松田くんの言葉があまりに的外れで、あまりに私のことをわかってないから――だから叫ぶしかありません。
「私は今まで何度も言ってるはずだよっ! きっと言いまくってるはずだよっ! 私は松田くんさえいればいいんだって! 松田くんがいれば寂しくなんかないんだって! そうやって何度も何度も言ってるはずだよっ!」
私は呼吸が乱れるくらいに叫んでいました。叫びすぎて耳鳴りまでするほどです。自分の忘れっぽさを棚上げして卑怯かもしれないけど――でも松田くんにはどうしても覚えていて欲しかったんです。だからどうしても許せなかったんです。
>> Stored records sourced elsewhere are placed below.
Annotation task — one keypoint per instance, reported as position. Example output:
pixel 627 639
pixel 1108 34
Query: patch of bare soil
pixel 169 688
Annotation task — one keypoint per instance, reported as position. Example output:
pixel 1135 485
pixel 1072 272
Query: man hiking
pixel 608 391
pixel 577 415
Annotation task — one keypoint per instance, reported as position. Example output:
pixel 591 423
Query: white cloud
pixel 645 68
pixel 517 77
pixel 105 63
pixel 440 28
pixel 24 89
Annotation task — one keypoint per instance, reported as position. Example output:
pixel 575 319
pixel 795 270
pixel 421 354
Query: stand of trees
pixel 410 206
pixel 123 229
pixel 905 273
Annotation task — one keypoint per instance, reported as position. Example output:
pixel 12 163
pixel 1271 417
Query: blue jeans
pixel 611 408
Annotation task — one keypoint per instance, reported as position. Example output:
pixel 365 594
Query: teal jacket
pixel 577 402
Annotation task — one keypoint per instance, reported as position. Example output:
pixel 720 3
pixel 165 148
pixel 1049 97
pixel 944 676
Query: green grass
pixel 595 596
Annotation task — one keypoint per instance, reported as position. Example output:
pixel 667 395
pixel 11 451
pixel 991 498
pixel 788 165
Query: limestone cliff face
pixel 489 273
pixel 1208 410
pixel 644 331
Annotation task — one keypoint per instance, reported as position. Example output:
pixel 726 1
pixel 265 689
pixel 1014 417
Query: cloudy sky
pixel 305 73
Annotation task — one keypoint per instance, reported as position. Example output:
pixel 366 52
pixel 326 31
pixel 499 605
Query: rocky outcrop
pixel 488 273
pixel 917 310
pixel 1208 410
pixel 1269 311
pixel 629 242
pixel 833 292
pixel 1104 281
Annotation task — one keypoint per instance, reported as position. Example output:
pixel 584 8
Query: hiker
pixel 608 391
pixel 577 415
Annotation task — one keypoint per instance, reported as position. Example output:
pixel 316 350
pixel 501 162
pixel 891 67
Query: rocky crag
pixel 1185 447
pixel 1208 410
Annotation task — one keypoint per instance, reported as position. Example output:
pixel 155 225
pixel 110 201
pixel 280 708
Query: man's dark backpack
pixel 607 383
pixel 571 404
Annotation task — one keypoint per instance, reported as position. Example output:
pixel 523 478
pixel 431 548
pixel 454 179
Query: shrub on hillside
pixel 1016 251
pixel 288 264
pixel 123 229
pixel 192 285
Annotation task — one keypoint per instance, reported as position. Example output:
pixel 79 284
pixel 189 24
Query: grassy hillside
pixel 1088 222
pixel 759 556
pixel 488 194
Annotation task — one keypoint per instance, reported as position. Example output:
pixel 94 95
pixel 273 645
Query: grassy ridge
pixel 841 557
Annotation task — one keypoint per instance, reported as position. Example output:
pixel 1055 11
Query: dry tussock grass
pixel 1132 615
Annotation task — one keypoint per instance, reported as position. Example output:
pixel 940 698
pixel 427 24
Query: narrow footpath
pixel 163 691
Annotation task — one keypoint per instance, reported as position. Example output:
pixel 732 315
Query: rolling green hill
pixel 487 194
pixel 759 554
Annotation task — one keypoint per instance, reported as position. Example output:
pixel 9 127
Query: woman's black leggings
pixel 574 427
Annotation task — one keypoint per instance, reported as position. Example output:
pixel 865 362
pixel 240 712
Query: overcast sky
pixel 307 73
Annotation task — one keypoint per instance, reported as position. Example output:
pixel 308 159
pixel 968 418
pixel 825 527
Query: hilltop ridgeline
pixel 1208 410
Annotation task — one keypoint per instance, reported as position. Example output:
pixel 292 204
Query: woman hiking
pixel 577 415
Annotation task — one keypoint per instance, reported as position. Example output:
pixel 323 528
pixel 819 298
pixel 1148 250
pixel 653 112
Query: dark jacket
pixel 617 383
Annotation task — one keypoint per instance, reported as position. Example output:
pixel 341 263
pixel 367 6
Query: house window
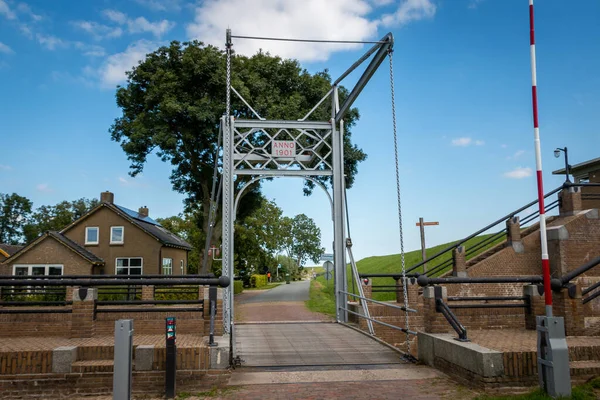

「忘れっぽい私にだってそれがわかってるのに……どうして松田くんがそれを忘れちゃうのさっ!」
そんな叫び声の残響の後にやって来たのは――静寂でした。
ぎこちない沈黙です。
「……とにかく、その記述は噓だ」
そんな沈黙の中――松田くんがボソリと呟きました。
彼はその一言でこの会話を無理矢理終わらせようとしているのかもしれません――でも、そんなの納得できません。
「だって、このノートが噓だったとしたら……私が自分のノートまで信じられなくなっちゃったら……そうしたら私は何を信じていいのかわからなくなっちゃうよ……」
「だったら俺を信用しろ」
「え……」
「俺を信じて、そんな記述は忘れろ」
いつもだったら胸がキュンとして終わりだったのかもしれません。
だけど――今だけはそうはいきませんでした。
私の中では、胸の高鳴りをかき消すくらいの衝突が発生しています。
私の中のたった二つの確かなもの――それらが激しくぶつかり合って、その衝撃で私は嵐に巻き込まれた小舟のようにグラグラと揺れていました。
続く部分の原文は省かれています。